Lady Susan, the anti-heroine of Austen’s novella of the same name and of Stillman’s film Love & Friendship, is known as a ‘coquette’. She is a young widow with a daughter of marriageable age (that is, 16 years old). As everyone seems to know, she is an incorrigible flirt, and much worse besides. The film has a large cast, and though some of the other actors were very fun to watch (such as Morfydd Clark, who plays Lady Susan’s daughter Frederica Vernon, and Tom Bennett, who plays Sir James Martin, Frederica’s “unintended”), Kate Beckinsale’s Lady Susan is cleverer, sharper, and livelier (to use an Austenian word) than them all. Many of the smaller roles are delivered very well. Connor Macneill as the Young Curate is very good in explaining the Fifth Commandment, and Jemma Redgrave and James Fleet as Lady and Sir De Courcy have deft and amusing scenes together.

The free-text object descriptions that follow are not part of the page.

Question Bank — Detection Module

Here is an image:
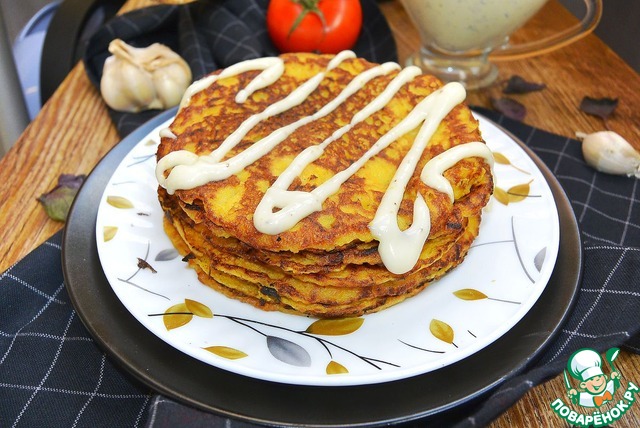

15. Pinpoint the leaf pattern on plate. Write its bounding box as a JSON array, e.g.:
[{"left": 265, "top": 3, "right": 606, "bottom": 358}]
[
  {"left": 118, "top": 242, "right": 170, "bottom": 300},
  {"left": 493, "top": 187, "right": 510, "bottom": 205},
  {"left": 493, "top": 152, "right": 530, "bottom": 174},
  {"left": 398, "top": 339, "right": 445, "bottom": 354},
  {"left": 506, "top": 180, "right": 533, "bottom": 203},
  {"left": 163, "top": 302, "right": 193, "bottom": 330},
  {"left": 534, "top": 247, "right": 547, "bottom": 272},
  {"left": 493, "top": 152, "right": 509, "bottom": 165},
  {"left": 453, "top": 288, "right": 521, "bottom": 305},
  {"left": 470, "top": 215, "right": 542, "bottom": 286},
  {"left": 128, "top": 154, "right": 155, "bottom": 167},
  {"left": 148, "top": 305, "right": 397, "bottom": 372},
  {"left": 510, "top": 216, "right": 535, "bottom": 284},
  {"left": 204, "top": 346, "right": 248, "bottom": 360},
  {"left": 430, "top": 319, "right": 457, "bottom": 347},
  {"left": 136, "top": 258, "right": 157, "bottom": 273},
  {"left": 306, "top": 317, "right": 364, "bottom": 336},
  {"left": 453, "top": 289, "right": 488, "bottom": 301},
  {"left": 185, "top": 299, "right": 213, "bottom": 318},
  {"left": 326, "top": 360, "right": 349, "bottom": 375},
  {"left": 155, "top": 248, "right": 180, "bottom": 261},
  {"left": 106, "top": 195, "right": 134, "bottom": 209},
  {"left": 103, "top": 226, "right": 118, "bottom": 242},
  {"left": 494, "top": 180, "right": 538, "bottom": 205},
  {"left": 266, "top": 336, "right": 311, "bottom": 367}
]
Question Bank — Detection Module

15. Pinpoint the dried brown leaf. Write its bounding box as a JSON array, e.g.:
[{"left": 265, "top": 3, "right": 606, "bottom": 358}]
[
  {"left": 579, "top": 96, "right": 618, "bottom": 121},
  {"left": 491, "top": 97, "right": 526, "bottom": 121},
  {"left": 37, "top": 174, "right": 86, "bottom": 222},
  {"left": 502, "top": 75, "right": 546, "bottom": 94}
]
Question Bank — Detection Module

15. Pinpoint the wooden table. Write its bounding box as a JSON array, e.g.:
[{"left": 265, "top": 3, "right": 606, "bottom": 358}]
[{"left": 0, "top": 0, "right": 638, "bottom": 426}]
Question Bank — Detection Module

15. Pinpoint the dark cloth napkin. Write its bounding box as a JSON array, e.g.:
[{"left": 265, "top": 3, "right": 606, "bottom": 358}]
[
  {"left": 2, "top": 109, "right": 639, "bottom": 427},
  {"left": 83, "top": 0, "right": 398, "bottom": 137},
  {"left": 453, "top": 109, "right": 640, "bottom": 427}
]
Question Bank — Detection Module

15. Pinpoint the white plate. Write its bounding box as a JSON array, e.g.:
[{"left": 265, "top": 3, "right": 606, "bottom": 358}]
[{"left": 95, "top": 114, "right": 560, "bottom": 386}]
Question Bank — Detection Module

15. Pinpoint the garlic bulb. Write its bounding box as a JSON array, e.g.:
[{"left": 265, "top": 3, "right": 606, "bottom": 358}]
[
  {"left": 100, "top": 39, "right": 192, "bottom": 113},
  {"left": 576, "top": 131, "right": 640, "bottom": 178}
]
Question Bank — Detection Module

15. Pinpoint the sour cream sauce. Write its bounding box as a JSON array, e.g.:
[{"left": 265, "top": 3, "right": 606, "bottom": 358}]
[{"left": 401, "top": 0, "right": 547, "bottom": 52}]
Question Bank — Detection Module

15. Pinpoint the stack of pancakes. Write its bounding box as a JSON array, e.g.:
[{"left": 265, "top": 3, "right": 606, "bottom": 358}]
[{"left": 157, "top": 53, "right": 493, "bottom": 318}]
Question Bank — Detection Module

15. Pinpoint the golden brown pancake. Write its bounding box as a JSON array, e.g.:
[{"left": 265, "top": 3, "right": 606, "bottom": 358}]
[{"left": 157, "top": 52, "right": 493, "bottom": 318}]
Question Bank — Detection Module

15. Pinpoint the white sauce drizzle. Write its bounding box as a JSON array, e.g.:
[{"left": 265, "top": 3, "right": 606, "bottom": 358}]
[
  {"left": 254, "top": 66, "right": 421, "bottom": 234},
  {"left": 157, "top": 51, "right": 358, "bottom": 193},
  {"left": 156, "top": 51, "right": 495, "bottom": 275},
  {"left": 179, "top": 57, "right": 285, "bottom": 109},
  {"left": 159, "top": 128, "right": 177, "bottom": 139},
  {"left": 368, "top": 82, "right": 467, "bottom": 274},
  {"left": 420, "top": 142, "right": 494, "bottom": 203}
]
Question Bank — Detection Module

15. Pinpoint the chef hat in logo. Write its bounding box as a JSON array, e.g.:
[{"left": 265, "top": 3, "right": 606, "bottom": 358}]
[{"left": 569, "top": 349, "right": 604, "bottom": 382}]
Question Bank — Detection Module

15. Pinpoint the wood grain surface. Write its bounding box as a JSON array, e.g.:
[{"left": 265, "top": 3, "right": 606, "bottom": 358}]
[{"left": 0, "top": 0, "right": 638, "bottom": 426}]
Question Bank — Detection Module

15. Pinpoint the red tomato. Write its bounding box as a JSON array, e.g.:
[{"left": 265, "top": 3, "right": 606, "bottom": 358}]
[{"left": 266, "top": 0, "right": 363, "bottom": 54}]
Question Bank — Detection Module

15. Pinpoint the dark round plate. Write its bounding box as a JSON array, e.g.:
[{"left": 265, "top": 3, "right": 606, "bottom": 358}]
[{"left": 62, "top": 108, "right": 582, "bottom": 427}]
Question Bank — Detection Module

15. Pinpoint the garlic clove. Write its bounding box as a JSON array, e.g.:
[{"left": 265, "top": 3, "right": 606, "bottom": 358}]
[
  {"left": 100, "top": 39, "right": 192, "bottom": 113},
  {"left": 577, "top": 131, "right": 640, "bottom": 178},
  {"left": 152, "top": 63, "right": 192, "bottom": 109},
  {"left": 120, "top": 59, "right": 157, "bottom": 111}
]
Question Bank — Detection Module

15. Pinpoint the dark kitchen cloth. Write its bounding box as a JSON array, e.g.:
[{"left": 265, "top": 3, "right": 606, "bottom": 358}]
[
  {"left": 2, "top": 107, "right": 639, "bottom": 427},
  {"left": 452, "top": 108, "right": 640, "bottom": 427},
  {"left": 83, "top": 0, "right": 398, "bottom": 137}
]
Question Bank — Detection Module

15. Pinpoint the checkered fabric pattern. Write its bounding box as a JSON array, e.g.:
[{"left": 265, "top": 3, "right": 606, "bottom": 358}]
[
  {"left": 0, "top": 232, "right": 152, "bottom": 427},
  {"left": 452, "top": 108, "right": 640, "bottom": 427},
  {"left": 83, "top": 0, "right": 398, "bottom": 137}
]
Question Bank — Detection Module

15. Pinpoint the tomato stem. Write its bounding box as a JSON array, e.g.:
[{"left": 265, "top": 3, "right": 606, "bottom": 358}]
[{"left": 288, "top": 0, "right": 327, "bottom": 39}]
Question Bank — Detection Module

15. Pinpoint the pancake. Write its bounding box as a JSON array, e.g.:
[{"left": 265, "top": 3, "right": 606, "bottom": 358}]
[
  {"left": 162, "top": 214, "right": 479, "bottom": 317},
  {"left": 156, "top": 51, "right": 494, "bottom": 318}
]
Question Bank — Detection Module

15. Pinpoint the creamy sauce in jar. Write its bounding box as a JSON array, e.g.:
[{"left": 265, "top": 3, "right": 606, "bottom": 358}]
[{"left": 400, "top": 0, "right": 547, "bottom": 52}]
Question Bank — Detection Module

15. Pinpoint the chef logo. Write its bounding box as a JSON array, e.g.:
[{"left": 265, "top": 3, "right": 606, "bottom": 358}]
[
  {"left": 550, "top": 347, "right": 639, "bottom": 427},
  {"left": 565, "top": 348, "right": 620, "bottom": 407}
]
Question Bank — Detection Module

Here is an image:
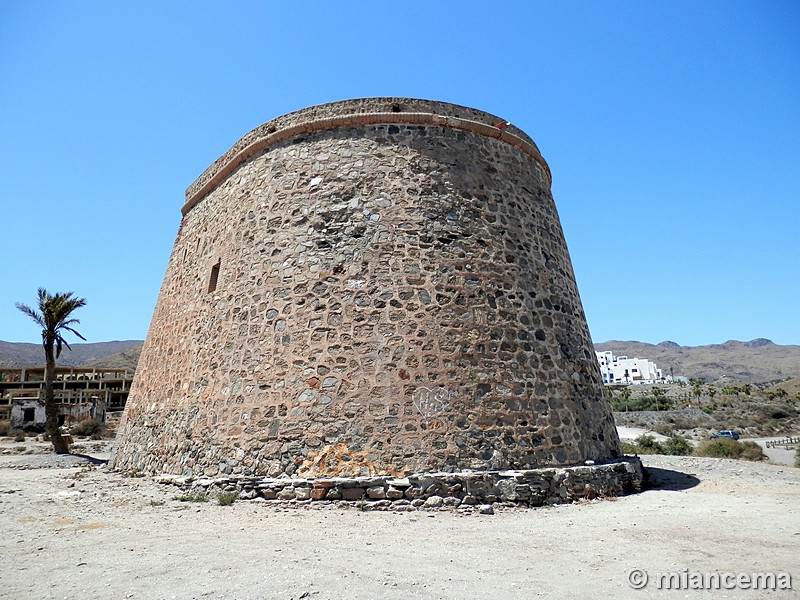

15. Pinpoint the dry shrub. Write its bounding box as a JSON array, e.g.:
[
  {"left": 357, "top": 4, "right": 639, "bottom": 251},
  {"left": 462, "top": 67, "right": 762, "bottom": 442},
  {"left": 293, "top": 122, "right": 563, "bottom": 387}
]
[
  {"left": 71, "top": 418, "right": 103, "bottom": 437},
  {"left": 0, "top": 420, "right": 10, "bottom": 436},
  {"left": 696, "top": 438, "right": 765, "bottom": 461},
  {"left": 740, "top": 441, "right": 766, "bottom": 461},
  {"left": 653, "top": 424, "right": 675, "bottom": 436}
]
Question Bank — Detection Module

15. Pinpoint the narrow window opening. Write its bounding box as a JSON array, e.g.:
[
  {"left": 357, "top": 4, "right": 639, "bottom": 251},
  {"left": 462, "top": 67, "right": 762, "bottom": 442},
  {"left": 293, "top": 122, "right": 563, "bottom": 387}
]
[{"left": 208, "top": 260, "right": 221, "bottom": 293}]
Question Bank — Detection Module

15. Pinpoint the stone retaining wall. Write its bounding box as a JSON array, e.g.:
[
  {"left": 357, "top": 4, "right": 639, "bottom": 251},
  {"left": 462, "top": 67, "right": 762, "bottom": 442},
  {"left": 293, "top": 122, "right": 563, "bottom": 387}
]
[{"left": 157, "top": 457, "right": 643, "bottom": 510}]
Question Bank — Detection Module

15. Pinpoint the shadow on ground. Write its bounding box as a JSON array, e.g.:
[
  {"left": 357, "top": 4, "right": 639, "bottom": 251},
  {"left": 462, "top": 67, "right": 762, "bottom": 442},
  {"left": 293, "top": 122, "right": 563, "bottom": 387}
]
[
  {"left": 644, "top": 467, "right": 700, "bottom": 491},
  {"left": 70, "top": 453, "right": 108, "bottom": 466}
]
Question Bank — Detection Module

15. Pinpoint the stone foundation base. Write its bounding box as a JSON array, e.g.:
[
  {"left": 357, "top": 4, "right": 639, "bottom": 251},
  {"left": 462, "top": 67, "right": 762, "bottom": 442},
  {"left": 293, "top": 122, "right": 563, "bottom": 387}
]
[{"left": 153, "top": 457, "right": 643, "bottom": 509}]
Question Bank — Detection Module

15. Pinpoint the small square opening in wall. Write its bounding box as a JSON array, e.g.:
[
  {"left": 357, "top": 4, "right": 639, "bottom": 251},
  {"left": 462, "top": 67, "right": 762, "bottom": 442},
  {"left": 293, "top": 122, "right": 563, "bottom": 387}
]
[{"left": 208, "top": 260, "right": 221, "bottom": 293}]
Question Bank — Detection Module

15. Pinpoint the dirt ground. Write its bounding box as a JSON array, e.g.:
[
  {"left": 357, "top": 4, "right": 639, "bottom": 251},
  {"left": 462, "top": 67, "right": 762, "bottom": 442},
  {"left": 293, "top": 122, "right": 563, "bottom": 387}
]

Disappointingly, the film refrains from developing the vitriolic yet sympathetic relationship that is given much space in the novella between Lady Susan and Mrs. Catherine Vernon (played in the film by Emma Greenwell). The novella, which is in epistolary form, allows a lot of space to the voice of Mrs. Vernon, Lady Susan’s sister-in-law. Mrs. Vernon feels she knows Lady Susan’s true character (which she largely does, as the reader is privileged with both of their confidences), and is both flummoxed and enraged that the men around her cannot also perceive it. Stillman waves his hand in this direction, but only shallowly.
Love & Friendship does do a very eloquent job of depicting the social circumstances that created impossible situations for upper-class women without money. The film convincingly argues that Lady Susan connives partly out of necessity, while not defending her poison. The script, which was rewritten from the original by Stillman, hurtles along. Much of the dialogue comes from the novella, and as it is written in letters, the language is much more calculated than would be natural; especially in the case of Lady Susan, who is loaded with the majority of the dialogue. The art direction is wonderful – most notably demonstrating the beauty of ruffles on a man’s cloak, and of pea and grass green livery – and the editing provides the grammar of good comic timing.
I do think this film is very much worth seeing, if just to see Whitman dispel myths of Austen as “fuddy duddy bullshit” (quote attributed to a woman on Facebook). Austen was brilliant, a pioneer in writing women’s lives, and remains fucking hilarious and relatable. Stillman highlights these qualities, and more than anything else, has created a film that serves as vehicle for Austen’s greatness.